• Understand and use Rolle’s Theorem.
  • Understand and use the Mean Value Theorem.

Assignment

  • Vocabulary and teal boxes
  • p224 1, 2, 9–21 odd, 24–26, 29, 31, 35, 40–48 even, 52, 53 64–66, 81–83

Additional Resources

Rolle’s Theorem

Rolle’s theorem is another theorem that applies a rigorous definition to something that, at least in insight, is fairly simple.

If a real-valued function $f$ is continuous on a proper closed interval $[a, b]$, differentiable on the open interval $(a, b)$, and $f(a) = f(b)$, then there exists at least one $c$ in the open interval $(a, b)$ such that $f’( c ) = 0$.

Drawing a curve between two points with the same vertical means at some point that curve is flat.

Mean Value Theorem

Rolle’s Theorem is really a jumping off point for the meat of the section, the Mean Value Theorem.

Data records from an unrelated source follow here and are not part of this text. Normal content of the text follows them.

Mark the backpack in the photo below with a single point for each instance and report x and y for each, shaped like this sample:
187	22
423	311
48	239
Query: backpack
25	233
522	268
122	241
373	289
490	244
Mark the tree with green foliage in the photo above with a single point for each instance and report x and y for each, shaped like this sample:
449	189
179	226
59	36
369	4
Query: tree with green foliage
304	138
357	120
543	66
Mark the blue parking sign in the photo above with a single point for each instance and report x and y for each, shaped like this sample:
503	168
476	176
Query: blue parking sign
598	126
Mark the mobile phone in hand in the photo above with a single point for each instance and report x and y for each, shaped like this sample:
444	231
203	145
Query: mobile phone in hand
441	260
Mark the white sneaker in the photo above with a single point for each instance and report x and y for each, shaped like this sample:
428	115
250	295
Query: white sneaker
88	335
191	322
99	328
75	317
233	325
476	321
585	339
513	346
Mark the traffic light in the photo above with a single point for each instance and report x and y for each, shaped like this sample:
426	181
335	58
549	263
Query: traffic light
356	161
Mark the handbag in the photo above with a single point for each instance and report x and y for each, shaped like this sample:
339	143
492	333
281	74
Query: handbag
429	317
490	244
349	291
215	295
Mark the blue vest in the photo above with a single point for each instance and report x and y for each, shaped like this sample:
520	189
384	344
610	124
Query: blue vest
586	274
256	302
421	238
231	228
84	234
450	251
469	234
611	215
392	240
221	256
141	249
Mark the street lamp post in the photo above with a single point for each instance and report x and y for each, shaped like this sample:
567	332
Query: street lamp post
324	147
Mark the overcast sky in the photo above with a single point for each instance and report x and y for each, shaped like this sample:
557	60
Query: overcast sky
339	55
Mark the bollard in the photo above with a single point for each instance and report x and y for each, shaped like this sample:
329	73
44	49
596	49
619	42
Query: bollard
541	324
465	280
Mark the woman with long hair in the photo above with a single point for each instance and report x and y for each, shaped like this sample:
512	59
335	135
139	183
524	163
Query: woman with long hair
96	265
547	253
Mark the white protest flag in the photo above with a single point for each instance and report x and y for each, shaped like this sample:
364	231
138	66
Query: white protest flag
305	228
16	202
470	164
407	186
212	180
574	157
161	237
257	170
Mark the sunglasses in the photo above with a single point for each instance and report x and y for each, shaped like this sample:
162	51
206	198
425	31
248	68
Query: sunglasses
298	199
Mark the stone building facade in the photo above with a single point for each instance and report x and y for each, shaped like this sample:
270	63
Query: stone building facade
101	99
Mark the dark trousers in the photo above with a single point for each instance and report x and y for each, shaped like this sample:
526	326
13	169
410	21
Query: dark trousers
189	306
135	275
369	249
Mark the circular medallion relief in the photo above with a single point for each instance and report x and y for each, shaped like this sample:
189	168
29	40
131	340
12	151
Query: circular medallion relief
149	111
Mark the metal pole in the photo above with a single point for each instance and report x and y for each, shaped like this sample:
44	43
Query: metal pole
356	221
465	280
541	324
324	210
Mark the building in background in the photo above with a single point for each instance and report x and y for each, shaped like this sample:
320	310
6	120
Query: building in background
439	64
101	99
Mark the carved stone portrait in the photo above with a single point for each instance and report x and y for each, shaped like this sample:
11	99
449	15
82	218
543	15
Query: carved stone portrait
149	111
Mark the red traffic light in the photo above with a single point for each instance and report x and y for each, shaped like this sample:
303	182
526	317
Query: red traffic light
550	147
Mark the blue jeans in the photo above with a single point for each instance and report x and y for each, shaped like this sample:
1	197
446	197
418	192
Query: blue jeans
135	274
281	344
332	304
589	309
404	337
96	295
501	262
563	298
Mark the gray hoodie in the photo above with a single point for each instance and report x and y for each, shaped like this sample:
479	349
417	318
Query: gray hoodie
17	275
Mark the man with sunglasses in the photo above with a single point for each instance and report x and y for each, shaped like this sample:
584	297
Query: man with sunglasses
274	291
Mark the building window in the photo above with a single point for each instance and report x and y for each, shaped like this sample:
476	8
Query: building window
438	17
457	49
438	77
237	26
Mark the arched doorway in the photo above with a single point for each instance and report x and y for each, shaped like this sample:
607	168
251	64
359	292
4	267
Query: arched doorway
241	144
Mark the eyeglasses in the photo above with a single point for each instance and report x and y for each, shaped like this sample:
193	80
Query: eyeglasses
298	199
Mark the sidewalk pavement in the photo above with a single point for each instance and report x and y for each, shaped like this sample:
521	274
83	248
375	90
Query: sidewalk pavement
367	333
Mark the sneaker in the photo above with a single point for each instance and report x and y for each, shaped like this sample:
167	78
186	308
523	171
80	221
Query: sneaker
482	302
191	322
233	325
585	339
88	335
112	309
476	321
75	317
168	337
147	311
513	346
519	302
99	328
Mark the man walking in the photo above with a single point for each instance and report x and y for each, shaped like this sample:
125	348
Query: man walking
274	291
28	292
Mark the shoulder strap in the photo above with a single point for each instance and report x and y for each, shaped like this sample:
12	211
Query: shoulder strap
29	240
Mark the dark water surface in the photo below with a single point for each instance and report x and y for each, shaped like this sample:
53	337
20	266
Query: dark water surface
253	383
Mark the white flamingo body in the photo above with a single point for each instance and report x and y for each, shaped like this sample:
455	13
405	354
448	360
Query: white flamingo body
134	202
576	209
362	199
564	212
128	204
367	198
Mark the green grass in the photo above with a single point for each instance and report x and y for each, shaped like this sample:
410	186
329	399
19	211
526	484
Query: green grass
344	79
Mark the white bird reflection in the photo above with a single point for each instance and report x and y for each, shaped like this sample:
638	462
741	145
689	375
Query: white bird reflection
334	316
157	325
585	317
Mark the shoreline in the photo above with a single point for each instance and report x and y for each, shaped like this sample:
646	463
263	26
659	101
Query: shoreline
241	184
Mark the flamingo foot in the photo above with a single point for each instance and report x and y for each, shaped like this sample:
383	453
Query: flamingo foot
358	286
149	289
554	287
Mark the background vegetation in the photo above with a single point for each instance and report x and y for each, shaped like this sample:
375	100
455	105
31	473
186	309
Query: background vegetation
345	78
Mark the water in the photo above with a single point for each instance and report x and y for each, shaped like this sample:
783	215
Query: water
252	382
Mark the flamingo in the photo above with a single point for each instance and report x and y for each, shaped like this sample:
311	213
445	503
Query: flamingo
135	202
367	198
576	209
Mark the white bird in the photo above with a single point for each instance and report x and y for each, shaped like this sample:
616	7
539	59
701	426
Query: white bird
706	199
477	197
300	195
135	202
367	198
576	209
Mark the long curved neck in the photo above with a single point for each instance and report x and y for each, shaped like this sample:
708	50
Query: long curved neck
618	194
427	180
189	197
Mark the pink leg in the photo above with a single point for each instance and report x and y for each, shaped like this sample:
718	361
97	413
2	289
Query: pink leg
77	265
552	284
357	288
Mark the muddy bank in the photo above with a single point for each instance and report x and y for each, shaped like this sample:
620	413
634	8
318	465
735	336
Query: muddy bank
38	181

If $f$ is continuous on the closed interval $[a,b]$ and differentiable on the open interval $(a,b)$, then there exists a number $c$ in $(a,b)$ such that

\[f'(c)=\frac{f(b)-f(a)}{b-a}\]

In other words, if you draw a secant line from the point on the curve at the beginning of the interval to the end, there is at least one point on the curve itself with a matching slope.

The proof for this is in the book, but a visual representation might help first. Here is a graph in Desmos that shows a function on a closed interval with a secant line connecting the two endpoints. The third function $h(x)$, which is just the difference between the first two, fits Rolle’s Theorem since the endpoints of the two are the same. That guarantees at least one $h’(c)=0$, meaning the derivatives of the other two functions at $c$ must be the same.

The Mean Value Theorem is an important underlying concept for both problem solving and proving other theorems. It’s also the entire title of AP topic 5.1, so don’t overlook it.